Когда майор остался один, он замычал, подпевая, уже другому произведению, несущемуся из динамика
* * *
Военные двигались как приведения, измученные учениями. Из офицеров в казарме был только замполит, остальной же командный состав обнимал подушку или сопел в бок жене. Жизнь двигалась, как и всегда по расписанию, но лишенная какой-либо инициативы и блеска. Денис же, если, не считать дискомфорт в теле и небольшого тумана в голове от недосыпа, чувствовал себя отлично. Мысль, что он смоется из дивизиона, приговоренного к каторге бесконечных учений, вселила оптимизм и сняла усталость, так что наваленные хлопоты перед поездкой, давались легко и с удовольствием
Весь день был свободен, и он бесцельно слонялся. Постиранная форма висела в сушилке, среди комбинезонов, горой наваленных на горячие трубы, среди валенок, влажных и измученных на полигоне и, судя по повышенной влажности в помещении, просохнет не скоро. Глажка откладывалась.
Не придумав, ничего лучшего он решил черкнуть пару строк домой. Сев за стол в красной комнате Денис, взял ручку и листок бумаги, подпер голову рукой и стал рассматривать плакаты, которые нужно будет обновлять или переделывать, когда он вернется.
Комната напоминала класс перед уроком: так же стояли парты с поднятыми на них стульями а, он пришел первым, сидит и ждет одноклассников и учителя. Начнется урок, и армия растает как кошмар задремавшего ученика.
Но высшие силы, влияющие на нашу жизнь, дергающие за нити судеб, никогда не отдыхают, как будто разыгрывая шахматную партию между собой, радуясь победам и расстраиваясь поражениям, блефуя и, подставляя друг друга. Войны, уносящие миллионы, стихийные бедствия, страдание и даже минутные радости и годы счастья, скорее всего, всего лишь комбинация и стратегия холодных и расчетливых, не знающих сострадания и сопереживания сил. Хотя может быть, они вместе со своими фигурками, переживают весь колорит эмоций в поворотах человеческой судьбы, кто знает?

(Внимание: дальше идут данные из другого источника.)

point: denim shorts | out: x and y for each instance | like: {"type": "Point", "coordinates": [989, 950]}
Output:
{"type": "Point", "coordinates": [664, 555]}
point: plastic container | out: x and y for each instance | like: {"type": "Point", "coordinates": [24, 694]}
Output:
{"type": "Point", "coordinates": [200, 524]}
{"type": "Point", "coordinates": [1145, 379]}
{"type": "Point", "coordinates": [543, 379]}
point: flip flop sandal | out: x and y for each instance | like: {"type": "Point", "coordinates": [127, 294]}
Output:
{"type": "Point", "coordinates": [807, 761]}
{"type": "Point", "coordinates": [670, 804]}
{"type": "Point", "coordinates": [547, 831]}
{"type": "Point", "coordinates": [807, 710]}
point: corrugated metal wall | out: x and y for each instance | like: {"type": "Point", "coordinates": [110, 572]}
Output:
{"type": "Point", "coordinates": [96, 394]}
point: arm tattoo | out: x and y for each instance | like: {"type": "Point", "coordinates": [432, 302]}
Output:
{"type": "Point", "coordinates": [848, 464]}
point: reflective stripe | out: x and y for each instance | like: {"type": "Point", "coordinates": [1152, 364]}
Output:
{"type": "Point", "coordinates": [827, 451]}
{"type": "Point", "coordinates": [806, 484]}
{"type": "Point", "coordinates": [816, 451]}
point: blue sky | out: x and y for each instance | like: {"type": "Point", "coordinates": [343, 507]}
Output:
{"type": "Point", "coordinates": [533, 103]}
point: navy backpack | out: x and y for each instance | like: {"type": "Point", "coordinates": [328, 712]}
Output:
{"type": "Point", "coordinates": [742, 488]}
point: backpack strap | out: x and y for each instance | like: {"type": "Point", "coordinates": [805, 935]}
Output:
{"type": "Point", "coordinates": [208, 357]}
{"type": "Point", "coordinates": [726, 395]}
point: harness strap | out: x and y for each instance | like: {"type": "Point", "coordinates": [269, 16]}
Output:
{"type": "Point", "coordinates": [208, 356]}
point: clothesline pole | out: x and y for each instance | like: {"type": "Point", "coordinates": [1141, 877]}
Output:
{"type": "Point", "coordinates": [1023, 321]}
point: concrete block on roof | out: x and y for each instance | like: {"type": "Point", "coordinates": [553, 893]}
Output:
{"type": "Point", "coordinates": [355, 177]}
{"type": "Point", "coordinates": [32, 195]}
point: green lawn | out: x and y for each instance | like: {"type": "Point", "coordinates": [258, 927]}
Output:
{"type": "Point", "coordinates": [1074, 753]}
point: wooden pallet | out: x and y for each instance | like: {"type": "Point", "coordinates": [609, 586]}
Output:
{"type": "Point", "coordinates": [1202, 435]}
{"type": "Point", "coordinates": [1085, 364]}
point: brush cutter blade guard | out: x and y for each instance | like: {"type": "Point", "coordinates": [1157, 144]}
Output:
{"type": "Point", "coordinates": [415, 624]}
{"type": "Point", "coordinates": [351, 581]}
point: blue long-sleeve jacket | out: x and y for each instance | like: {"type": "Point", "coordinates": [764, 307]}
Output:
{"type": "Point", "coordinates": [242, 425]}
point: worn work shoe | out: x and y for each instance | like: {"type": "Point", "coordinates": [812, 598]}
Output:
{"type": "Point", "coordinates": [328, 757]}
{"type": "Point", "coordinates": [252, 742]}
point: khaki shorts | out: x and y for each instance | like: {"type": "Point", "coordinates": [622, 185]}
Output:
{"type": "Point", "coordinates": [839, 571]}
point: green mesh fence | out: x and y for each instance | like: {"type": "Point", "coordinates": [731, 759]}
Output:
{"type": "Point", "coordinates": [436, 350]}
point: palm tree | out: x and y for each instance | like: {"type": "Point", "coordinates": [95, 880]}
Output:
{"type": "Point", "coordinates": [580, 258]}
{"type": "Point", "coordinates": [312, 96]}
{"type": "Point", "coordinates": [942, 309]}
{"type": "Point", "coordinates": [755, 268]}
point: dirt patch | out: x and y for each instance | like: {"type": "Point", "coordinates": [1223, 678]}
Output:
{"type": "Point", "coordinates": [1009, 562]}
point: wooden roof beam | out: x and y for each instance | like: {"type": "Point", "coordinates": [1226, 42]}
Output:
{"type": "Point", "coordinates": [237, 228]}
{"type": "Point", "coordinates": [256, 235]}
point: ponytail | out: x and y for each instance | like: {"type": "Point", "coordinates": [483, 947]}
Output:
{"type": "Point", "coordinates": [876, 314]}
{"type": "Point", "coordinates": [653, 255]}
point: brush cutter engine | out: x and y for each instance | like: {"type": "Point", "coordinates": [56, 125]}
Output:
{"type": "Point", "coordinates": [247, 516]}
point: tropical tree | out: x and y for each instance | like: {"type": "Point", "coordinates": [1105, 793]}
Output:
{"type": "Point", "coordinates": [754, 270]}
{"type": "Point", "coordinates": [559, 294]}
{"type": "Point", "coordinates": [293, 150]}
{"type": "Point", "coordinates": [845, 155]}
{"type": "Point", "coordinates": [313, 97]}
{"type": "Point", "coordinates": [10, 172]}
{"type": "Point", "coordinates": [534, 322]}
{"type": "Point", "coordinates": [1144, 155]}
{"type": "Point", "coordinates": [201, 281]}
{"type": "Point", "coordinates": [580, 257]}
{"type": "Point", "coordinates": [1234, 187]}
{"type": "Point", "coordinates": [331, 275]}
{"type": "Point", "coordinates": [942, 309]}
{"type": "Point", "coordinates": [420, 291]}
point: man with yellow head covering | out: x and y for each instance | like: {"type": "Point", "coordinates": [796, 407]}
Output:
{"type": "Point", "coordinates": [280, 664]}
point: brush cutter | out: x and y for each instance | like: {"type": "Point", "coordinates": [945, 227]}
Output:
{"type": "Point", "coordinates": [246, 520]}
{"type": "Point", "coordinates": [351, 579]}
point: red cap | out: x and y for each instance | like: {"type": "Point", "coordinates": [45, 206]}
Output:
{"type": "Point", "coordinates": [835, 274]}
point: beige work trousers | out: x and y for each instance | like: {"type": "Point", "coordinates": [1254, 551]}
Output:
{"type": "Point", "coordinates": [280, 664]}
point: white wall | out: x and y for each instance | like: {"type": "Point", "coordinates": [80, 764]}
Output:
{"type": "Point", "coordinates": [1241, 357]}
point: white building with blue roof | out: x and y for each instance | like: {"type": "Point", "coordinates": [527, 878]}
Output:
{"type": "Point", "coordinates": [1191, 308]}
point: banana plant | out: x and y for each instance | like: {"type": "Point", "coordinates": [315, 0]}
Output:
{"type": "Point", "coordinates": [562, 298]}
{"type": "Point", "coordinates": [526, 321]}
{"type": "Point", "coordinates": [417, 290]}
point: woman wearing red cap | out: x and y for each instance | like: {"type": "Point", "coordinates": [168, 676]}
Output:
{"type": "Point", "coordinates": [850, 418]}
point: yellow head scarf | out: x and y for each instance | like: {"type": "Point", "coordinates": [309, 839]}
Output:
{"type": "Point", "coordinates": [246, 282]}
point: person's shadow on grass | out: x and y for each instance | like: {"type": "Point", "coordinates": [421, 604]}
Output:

Как бы то ни было: отрезок времени, между красной комнатой и штабом ПВО, не закрепиться в памяти Дениса и он никогда не будет вспоминать поезд, вокзал и то, как он добрался от вокзала до военной части. Все это растает как сон, не оставивший дорожки в нейронах, запечатывающих все виденное и слышанное в глубинах подсознания.
Атолос, одна из трех сестер, прядущих нить человеческой судьбы, суровая старуха неотвратимо и неуклонно приближающая будущее, поставила на прокрутку фильм о младшем сержанте Ипатове до момента, когда он сошел с поезда в Новосибирске и прибыл в штаб ПВО, Краснознаменного сибирского округа, для дальнейшего прохождения службы.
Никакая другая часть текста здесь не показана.